SD Inpres: Sepatu Soeharto dan Nobel Duflo (4 – Habis)

Selasa 22-10-2019,23:34 WIB
Reporter : Devi Alamsyah
Editor : Devi Alamsyah

SD Inpres sudah hampir punah. Di beberapa daerah di luar Kaltim dan terpencil mungkin masih ada. (Istimewa/int)

==========

Proyek besar orde baru bernama SD Inpres, tidak luput dari masalah mendasar. Antara lain, sulitnya mencari guru yang mau ditempatkan di daerah terpencil.

Masalah selanjutnya, kualitas guru yang belum optimal. Kebanyakan para guru tamatan SPG atau Sekolah Pendidikan Guru. Kualifikasinya masih kalah dalam hal kapasitas, bila dibanding lulusan IKIP.

Di sisi lain, banyak lulusan IKIP enggan mengajar di SD Inpres. Alasannya gaji yang kala itu dianggap belum memadai. Dan akses daerah terpencil yang masih sulit dijangkau. Mereka enggan menerima tawaran menjadi pendidik di SD Inpres.

Kendati demikian, kebijakan SD Inpres bisa bertahan selama beberapa dekade. Bahkan, tahun 1984 dengan program SD Inpresnya, Soeharto mendapat penghargaan Avicienna Award dari UNESCO. Kala itu, tak banyak negara yang mendapat penghargaan tersebut.

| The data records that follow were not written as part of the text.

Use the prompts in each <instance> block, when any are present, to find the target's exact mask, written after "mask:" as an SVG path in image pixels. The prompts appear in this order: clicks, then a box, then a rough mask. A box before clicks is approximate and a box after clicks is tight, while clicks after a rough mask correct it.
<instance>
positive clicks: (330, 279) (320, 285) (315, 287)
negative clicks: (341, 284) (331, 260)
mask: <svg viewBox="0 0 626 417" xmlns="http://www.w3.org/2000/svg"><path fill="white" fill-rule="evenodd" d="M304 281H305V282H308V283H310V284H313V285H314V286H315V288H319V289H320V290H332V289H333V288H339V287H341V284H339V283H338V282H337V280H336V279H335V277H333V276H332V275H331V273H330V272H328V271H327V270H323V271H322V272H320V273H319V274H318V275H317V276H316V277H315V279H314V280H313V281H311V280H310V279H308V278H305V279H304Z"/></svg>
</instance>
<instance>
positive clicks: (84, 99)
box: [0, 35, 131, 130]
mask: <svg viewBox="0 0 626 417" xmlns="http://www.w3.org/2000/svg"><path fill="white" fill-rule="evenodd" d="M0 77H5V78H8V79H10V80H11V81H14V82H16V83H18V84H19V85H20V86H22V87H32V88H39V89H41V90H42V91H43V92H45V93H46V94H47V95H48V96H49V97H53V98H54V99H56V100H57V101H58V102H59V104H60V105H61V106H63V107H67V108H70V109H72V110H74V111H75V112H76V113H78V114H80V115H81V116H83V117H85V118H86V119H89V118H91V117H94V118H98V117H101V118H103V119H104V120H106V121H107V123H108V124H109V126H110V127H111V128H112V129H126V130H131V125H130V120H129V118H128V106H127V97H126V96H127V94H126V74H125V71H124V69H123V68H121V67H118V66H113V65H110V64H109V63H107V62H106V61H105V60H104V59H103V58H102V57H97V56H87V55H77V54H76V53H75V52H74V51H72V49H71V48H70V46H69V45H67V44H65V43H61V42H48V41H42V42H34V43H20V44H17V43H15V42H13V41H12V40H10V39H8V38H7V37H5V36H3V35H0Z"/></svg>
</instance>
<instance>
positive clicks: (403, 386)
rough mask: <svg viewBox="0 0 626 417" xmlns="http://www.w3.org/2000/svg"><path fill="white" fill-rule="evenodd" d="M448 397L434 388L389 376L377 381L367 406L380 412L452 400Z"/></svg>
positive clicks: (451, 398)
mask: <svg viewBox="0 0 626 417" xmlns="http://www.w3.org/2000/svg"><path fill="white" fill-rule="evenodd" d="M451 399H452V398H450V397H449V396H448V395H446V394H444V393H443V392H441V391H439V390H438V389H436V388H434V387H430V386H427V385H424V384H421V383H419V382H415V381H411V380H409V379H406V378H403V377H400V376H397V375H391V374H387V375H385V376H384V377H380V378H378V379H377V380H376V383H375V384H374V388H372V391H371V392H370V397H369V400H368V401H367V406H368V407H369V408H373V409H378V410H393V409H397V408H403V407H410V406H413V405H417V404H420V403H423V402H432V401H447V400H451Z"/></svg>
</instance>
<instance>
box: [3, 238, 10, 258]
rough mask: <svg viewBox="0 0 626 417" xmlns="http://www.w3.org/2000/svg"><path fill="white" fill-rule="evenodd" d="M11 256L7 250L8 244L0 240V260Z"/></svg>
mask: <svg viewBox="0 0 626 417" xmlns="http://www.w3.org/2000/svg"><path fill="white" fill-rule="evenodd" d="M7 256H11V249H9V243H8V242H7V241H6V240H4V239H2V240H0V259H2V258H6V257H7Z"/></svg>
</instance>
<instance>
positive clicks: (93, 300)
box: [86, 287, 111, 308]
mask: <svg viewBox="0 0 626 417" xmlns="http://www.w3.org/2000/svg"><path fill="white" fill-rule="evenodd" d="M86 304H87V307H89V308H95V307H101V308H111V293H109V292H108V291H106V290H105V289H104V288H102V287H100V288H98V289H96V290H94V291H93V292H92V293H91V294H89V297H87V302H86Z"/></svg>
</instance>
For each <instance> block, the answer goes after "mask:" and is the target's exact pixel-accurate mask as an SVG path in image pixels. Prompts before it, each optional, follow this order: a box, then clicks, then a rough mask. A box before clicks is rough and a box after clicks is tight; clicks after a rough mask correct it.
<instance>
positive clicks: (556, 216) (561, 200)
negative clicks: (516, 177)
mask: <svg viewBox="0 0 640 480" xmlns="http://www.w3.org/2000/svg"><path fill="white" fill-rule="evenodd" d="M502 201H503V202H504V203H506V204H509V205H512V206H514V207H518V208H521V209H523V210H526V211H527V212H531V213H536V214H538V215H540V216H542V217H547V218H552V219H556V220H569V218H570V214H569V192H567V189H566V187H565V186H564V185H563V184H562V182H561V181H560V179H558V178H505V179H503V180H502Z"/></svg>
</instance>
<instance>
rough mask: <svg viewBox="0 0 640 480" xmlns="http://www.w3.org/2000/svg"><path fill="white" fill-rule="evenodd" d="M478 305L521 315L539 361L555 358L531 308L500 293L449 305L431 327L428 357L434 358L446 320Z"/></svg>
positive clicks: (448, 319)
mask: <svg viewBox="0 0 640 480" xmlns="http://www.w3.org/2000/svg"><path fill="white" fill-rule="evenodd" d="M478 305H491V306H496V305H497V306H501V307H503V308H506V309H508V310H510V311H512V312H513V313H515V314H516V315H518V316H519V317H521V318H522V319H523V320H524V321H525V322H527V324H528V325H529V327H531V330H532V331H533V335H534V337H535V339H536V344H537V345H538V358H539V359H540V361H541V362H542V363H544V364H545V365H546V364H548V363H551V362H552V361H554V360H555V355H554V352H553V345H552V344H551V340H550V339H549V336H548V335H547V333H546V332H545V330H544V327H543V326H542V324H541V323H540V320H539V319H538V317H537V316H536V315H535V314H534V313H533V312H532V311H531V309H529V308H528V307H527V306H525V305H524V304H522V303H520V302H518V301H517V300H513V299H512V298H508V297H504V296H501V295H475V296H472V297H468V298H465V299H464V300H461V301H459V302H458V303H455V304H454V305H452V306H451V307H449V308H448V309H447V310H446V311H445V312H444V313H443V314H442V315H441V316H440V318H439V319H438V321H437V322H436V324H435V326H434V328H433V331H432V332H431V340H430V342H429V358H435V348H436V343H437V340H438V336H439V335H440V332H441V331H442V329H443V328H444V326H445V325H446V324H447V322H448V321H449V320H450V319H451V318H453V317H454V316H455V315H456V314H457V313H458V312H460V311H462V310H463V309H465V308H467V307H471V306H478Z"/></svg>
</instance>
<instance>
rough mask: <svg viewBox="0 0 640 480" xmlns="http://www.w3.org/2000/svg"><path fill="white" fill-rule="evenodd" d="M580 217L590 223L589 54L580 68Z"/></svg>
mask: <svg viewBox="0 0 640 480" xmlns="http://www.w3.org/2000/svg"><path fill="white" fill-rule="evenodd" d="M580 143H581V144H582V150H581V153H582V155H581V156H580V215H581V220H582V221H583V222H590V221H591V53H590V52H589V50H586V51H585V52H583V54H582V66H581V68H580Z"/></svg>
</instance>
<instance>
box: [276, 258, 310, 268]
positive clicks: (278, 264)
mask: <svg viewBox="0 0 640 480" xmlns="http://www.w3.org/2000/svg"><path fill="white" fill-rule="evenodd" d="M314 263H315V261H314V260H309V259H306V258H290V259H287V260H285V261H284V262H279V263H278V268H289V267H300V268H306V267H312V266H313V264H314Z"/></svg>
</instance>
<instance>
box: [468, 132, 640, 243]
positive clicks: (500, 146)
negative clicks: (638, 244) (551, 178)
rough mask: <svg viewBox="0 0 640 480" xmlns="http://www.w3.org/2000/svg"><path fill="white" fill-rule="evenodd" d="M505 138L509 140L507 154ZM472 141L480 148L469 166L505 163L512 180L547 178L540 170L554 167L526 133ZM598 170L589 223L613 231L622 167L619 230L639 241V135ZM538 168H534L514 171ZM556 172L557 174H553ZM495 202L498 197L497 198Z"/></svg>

Penghargaan sama diraih kembali pada tahun 1993. Karena dinilai berhasil memberi kesempatan belajar pada jutaan anak negeri, Presiden Soeharto memperoleh penghargaan Avicenna Award dari UNESCO.

Avicenna Medals ini memiliki peringkat tertinggi bagi UNESCO. Salah satu keberhasilan SD Inpres menyabet penghargaan itu karena dinilai mampu menekan angka buta huruf.

Baca Juga:

SD Inpres Riwayatmu Kini

Menurut data Sensus 1971, dari jumlah penduduk 80 juta jiwa, Indonesia masih memiliki 39,1 persen penduduk usia 10 tahun ke atas yang berstatus buta huruf.

Data Sensus 1980, menunjukkan prosentase itu menurun menjadi 28,8 persen. Hingga sensus tahun 1990, angka buta huruf terus ditekan hingga hanya sekitar 15,9 persen.

Presiden Soeharto dalam pengembangan pendidikan dinilai berhasil mengangkat harkat anak-anak Indonesia. Tercatat, anak usia 6 sampai dengan 12 tahun di negeri ini, yang menikmati pendidikan mencapai 97 persen.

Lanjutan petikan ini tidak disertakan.